DB4 GT & Zagato
Higher performance variants of the DB4 engine were considered from an early stage of the engine’s development and this enabled the launch of the DB4 GT in 1960, within a year of the DB4 launch itself. A change in the rules for the 1960 Le Mans races led to the realisation that the continued use of the DBR1 and 2, which had won the Le Mans in the previous year and because of Mr David Brown decision to stop further major funding to sports car racing led to the realisation that the only way to provide privateers with competitive cars was to create a DB4 lightweight variant. Thus the concept of the DB4 GT was born, and with it 2 cars for the 1960 Le Mans race. The DB4 GT was announced and exhibited at the 1959 British Motor show. It had a reduced wheelbase, 2 seat accommodation, 35 gallon fuel tank and with thinner gauge panelling. The engine was further developed through improved engine breathing, a higher compression ratio, modified camshafts and a twin spark cylinder head design.
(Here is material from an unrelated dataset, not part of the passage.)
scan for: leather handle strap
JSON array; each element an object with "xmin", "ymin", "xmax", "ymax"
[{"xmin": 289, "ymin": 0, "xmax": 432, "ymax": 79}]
Carburation was improved with the use of triple twin choke DCOE 45 side draught carburettors, with increased compression to 9.7 to 1 The wilder camshafts gave a higher degree of valve overlap. Power went up to 314 bhp with increased torque of 287 lbs.ft. The 2 works cars were further developed, each with a significantly lightened chassis and with DCOE 50 sized carburettors; an additional 15 to 20 bhp was achieved. The DB4 GT was, while not possessing the performance or reliability to challenge the then Ferrari domination at Le Mans, highly successful for many major GT car races of the period, both in the UK and abroad.
In 1960, a further attempt was made to develop a lighter weight car that would be truly competitive and this led to the commissioning of the Italian styling house, Zagato, being requested to produce a light weight body for the DB4 GT chassis. The DB4 GT Zagato was exhibited at the 1960 Motor Show and was then offered as an option. 2 cars were further lightened and sold to the Ecurie Ecosse racing equipe and these, with works support were entered into the 1961 Le Mans race with indifferent results with both cars being retired. 19 cars were actually made during the period 1961 to 1963.